Если сегодня, то сегодня и надо все сотворить. Никогда не нужно откладывать
на завтра...
--На завтра не нужно, конечно.
--Я дома скажу, что пойду к тебе кино посмотреть, которое сильно поздно идет,
а у меня дома такого канала нет. А поджигать мы будем только шторы, и еще там
мелочь какую-нибудь. А обои можно намочить водой, и мебель вынести, у тебя ее
и немного. Ну вот видишь?
--Вижу. Думаешь, это самый разумный выход?
--Ну насчет разумности я не знаю, но согласись, какой необычный! Значит, все-таки
выход.
--Выход, так выход.
Потом мы купили на рынке бутылочку керосина-- если будет плохо гореть. Пришли
к Кукле домой, дождались, пока уехали родители, потом пошли на улицу и стали
гулять, дожидаясь полной темноты.
А теперь самая невероятная часть.
Пришла темнота. Мы вернулись домой.
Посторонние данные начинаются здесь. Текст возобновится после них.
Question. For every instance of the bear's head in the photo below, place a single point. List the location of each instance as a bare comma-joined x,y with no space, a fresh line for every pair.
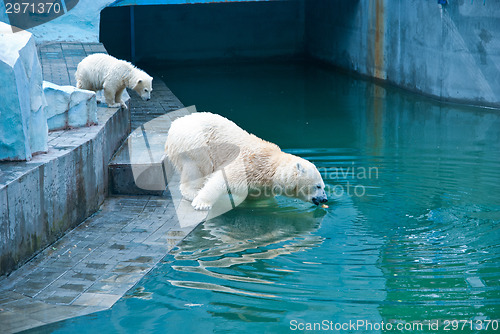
144,87
303,180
Немножко еще подумали, можно ли Кукле поджигать
свою комнату, это же могло все нейтрализовать. В смысле, она будет помнить,
что это она подожгла, а пожар он все же должен быть случаен. Но потом решили,
ситуация будет сильно нетипичной, поэтому можно, может, даже лучше получится.
Короче, облили мы керосином шторы, отодвинули мебель, застелили пол фольгой,
побрызгали на стены водичкой, вышли из комнаты и Кукла очень метко бросила горящую
спичку как раз в шторы. Слышно было, как начало поскрипывать и шуршать. У меня
в голове пронеслось-- а где ж мы потом новые шторы возьмем?
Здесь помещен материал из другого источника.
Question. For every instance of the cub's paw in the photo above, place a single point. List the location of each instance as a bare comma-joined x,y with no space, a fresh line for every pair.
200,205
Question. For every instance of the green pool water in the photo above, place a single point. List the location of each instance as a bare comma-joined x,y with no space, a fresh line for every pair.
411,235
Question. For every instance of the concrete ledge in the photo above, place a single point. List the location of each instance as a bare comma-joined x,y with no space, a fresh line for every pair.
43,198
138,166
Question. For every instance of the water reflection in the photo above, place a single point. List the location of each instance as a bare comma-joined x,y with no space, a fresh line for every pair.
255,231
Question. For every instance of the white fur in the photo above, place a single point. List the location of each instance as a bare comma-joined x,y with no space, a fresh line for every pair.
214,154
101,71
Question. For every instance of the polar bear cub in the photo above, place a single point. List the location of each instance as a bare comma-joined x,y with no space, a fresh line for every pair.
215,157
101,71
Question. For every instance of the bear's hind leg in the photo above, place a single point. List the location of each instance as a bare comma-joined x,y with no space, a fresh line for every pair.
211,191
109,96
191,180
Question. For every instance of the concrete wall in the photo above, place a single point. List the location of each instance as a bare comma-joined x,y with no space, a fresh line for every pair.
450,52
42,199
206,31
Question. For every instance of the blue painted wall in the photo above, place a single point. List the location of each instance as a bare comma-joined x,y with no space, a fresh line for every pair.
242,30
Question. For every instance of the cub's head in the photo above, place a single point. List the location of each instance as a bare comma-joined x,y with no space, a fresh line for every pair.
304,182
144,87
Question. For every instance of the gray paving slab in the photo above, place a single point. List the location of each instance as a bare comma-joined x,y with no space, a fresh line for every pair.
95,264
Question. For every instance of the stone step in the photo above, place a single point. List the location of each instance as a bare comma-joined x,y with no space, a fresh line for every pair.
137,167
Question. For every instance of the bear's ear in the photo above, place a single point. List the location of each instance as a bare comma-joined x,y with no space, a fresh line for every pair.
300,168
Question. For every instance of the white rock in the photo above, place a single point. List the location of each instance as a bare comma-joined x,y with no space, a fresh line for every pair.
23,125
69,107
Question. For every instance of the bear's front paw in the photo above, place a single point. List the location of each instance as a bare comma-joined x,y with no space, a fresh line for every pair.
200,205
Можно, конечно, купить-- но все равно, начнут ведь допытываться, куда старые
делись? Ладно, выкрутимся.
А за дверью шуршало и что-то прыгало. Явно так прыгало, мне так по звуку показалось.
--Кукла, смотри, заглядывай в комнату давай!
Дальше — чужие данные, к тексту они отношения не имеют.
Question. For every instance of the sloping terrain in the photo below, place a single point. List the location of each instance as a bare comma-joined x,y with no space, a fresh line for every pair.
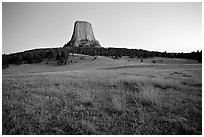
103,96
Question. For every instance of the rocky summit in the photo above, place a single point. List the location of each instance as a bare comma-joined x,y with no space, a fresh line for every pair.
83,35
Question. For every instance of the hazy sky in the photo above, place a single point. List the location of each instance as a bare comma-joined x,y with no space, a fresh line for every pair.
171,27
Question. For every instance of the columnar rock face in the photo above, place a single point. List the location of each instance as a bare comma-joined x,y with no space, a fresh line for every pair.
83,35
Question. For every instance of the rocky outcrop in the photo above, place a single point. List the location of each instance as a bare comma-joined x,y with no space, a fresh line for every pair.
83,35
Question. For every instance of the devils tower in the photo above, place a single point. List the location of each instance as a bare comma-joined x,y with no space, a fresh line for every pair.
83,35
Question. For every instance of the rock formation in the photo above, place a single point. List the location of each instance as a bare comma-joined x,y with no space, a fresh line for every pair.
83,35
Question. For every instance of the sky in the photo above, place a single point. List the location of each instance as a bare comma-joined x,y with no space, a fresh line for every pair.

--Ага.-- как то неуверенно отвечает Кукла. И заглядывает. Смотрит, сначала опять
неуверенно, а потом хмыкает так не по-хорошему.
--Это что такое?
--А что?
--А ты глянь.
Я заглядываю, а там-- окно действитльно пылает и обои, кажется, тоже дымятся,
и вообще дым и все такое. А посреди комнаты пляшет голый мужик. Ну не совсем,
допустим, голый, на нем еще какие-то штаны все же болтаются. Но, по-моему, они
с него уже и падают. Падают, падают, сомнений никаких, что они ни за что не
удержатся. И танцует так как-то коряво, прыгает, руками машет, ужас.
--Это кто такой?
--А я почем знаю? Но явно не пожарник.
--Да, спасательные работы в его планы явно не входят.
--Откуда он взялся?
--Может, с крыши?
--А как? Там же никак, мы же с тобой еще два года назад пробовали.
--Ну тогда не знаю.
--А что теперь делать?
--Может, ему сказать что-нибудь?
--Да? Ну говори. Нет, подожди. Может, милицию просто вызовем?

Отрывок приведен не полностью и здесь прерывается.